Less Meat: good news for land use

MeatVsSoyWhat’s your Food Print?

As I discuss in “Feed Your Vegetarian Teen“, one good argument for eating less meat is land use.  The Earth has a finite amount of arable land to grow crops.  Right now livestock consume a significant portion of those crops.  That’s a very inefficient way to produce protein-rich food for human consumption.  With global population exploding, we don’t have enough land available to feed everyone a lot of meat.

A new report examines land use needs in the US for 10 different types of diets, from the typical meat-heavy American diet to a vegan diet.  Two key findings are:

  1. To sustain the average American diet, 80% of available cropland must be used to grow animal feed crops.  This diet requires 8 X more land per person than a vegan diet.
  2. A lacto-vegetarian diet (with dairy products) fed the most people for the available land.

The researchers compared the 10 diet types based on a daily intake of 2150 calories.  Fat varied from a low of 66 grams for the vegan diet to a high of 120 grams for the average American diet.  Protein ranged from 74 grams for the vegan diet to 92 grams for our current diet.  Keep in mind, 74 grams of vegan plant-based protein should be adequate for daily needs, even considering that plant proteins are lower quality than animal proteins.  The vegan protein foods included tofu, soy milk, dried legumes, nuts while the typical American diet was all about meat, with some milk and eggs.

Land Use

So how much land would be used?  The land use requirement to produce each diet ranged from a high of 1.08 hectares per person per year for the average American diet to 0.13 for a vegan diet.  So why wasn’t a purely vegan diet deemed the best use of crop land for feeding people?  It has to do with what the researchers call “carrying capacity” of the land.  As I understand the definition, it refers to the number of people who can be fed from the land available to grow the necessary crops for each diet.  The lacto-vegetarian diet came out best, with the capacity to feed 261% of the 2010 population of the US.  Interestingly, the vegan diet trailed slightly behind even the lacto-ovo-vegetarian diet and the two low-meat diets.
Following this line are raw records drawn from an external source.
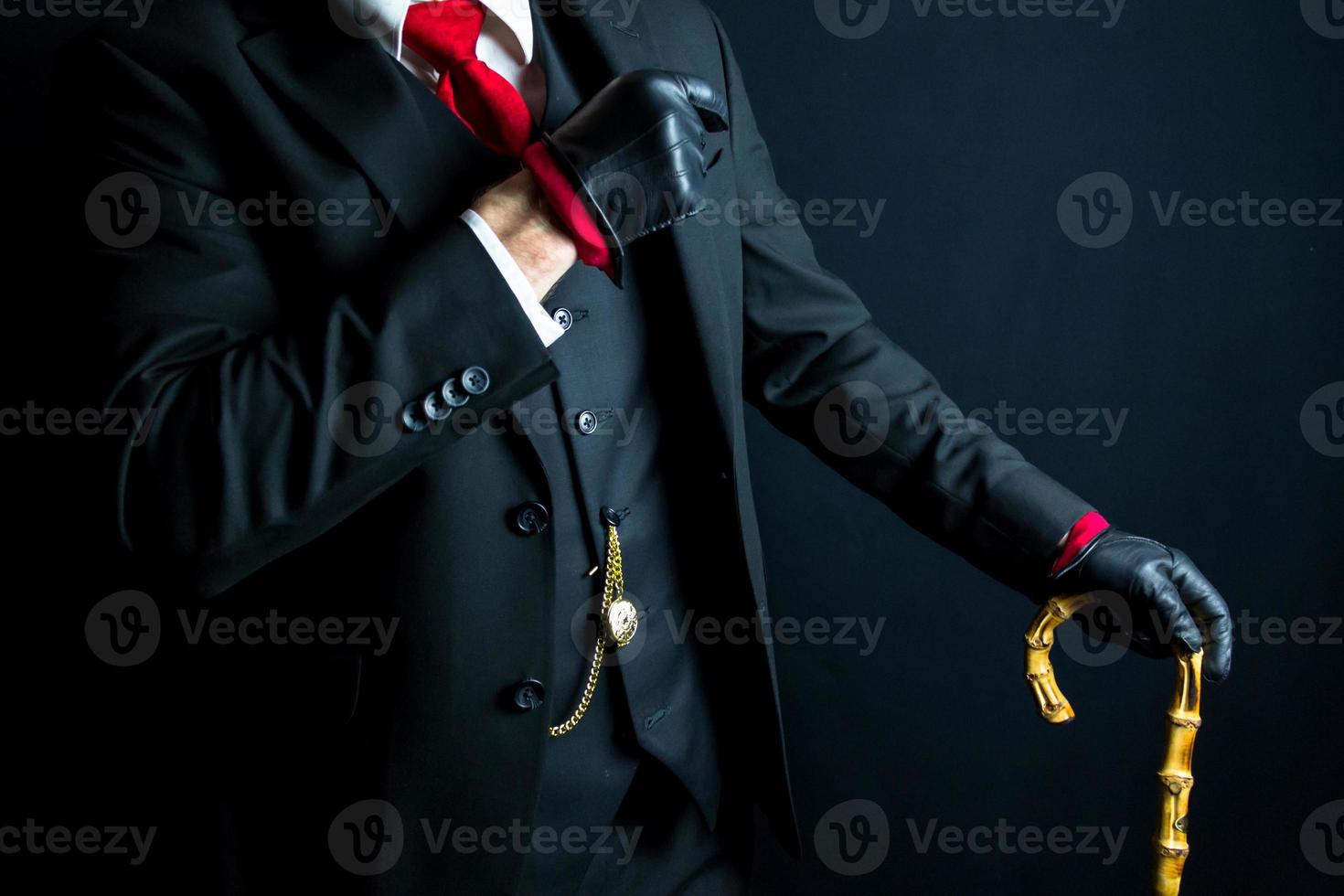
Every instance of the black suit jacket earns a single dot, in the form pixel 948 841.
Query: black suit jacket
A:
pixel 242 338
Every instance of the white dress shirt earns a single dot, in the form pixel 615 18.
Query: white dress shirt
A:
pixel 506 46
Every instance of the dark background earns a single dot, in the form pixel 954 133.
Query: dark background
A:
pixel 1210 337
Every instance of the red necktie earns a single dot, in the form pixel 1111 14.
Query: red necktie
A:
pixel 445 32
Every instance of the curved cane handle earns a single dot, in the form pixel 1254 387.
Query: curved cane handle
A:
pixel 1169 842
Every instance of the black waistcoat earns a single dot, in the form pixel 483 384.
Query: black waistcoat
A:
pixel 621 369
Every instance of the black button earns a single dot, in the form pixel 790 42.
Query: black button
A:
pixel 413 417
pixel 476 380
pixel 453 392
pixel 528 695
pixel 436 407
pixel 531 517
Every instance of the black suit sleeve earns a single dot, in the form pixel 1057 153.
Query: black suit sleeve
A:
pixel 815 361
pixel 238 361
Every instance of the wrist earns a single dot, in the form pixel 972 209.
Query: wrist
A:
pixel 523 220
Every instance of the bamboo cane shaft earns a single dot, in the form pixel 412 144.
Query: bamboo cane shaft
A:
pixel 1169 844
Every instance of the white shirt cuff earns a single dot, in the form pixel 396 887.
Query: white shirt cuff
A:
pixel 546 328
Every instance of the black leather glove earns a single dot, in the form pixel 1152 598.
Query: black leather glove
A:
pixel 635 154
pixel 1167 601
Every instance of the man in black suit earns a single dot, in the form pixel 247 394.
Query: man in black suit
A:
pixel 500 407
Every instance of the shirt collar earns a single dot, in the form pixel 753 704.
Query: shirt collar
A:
pixel 386 19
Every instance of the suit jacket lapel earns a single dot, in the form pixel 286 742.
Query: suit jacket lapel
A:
pixel 359 94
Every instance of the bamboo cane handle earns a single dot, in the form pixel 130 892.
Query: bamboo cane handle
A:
pixel 1169 842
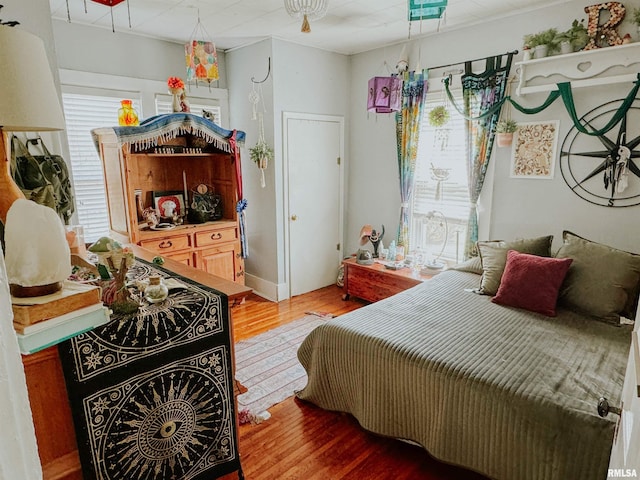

Of course, a theoretical diet used in a study like this might not correspond exactly to the low-meat or vegetarian or vegan diet you choose.  One thing this study did not examine was energy use in agriculture.  Livestock agriculture uses large amounts of energy and water.  Plant-based diets should use less.  But there’s a catch here: 21st Century vegan and vegetarian diets in the US rely increasingly on highly processed fake meat.  So while switching to a vegan diet might seem environmentally virtuous, it might not be if you diet is heavy on soy burgers and fake chicken bits.

I’m starting to feel old fashioned when I advocate for a plant-based diet that actually includes plants in close-to-natural form, before big food corporations figured out ways to make the humble soy bean look and sort-of taste like a chicken nugget.

Take Away Message

Human health is improved by lower meat plant-based diets.  And evidence is mounting that environmental health also benefits.  Our ability to feed the growing global population a healthy diet depends on smart use of cropland, and the diet you choose impacts the sustainability of that system.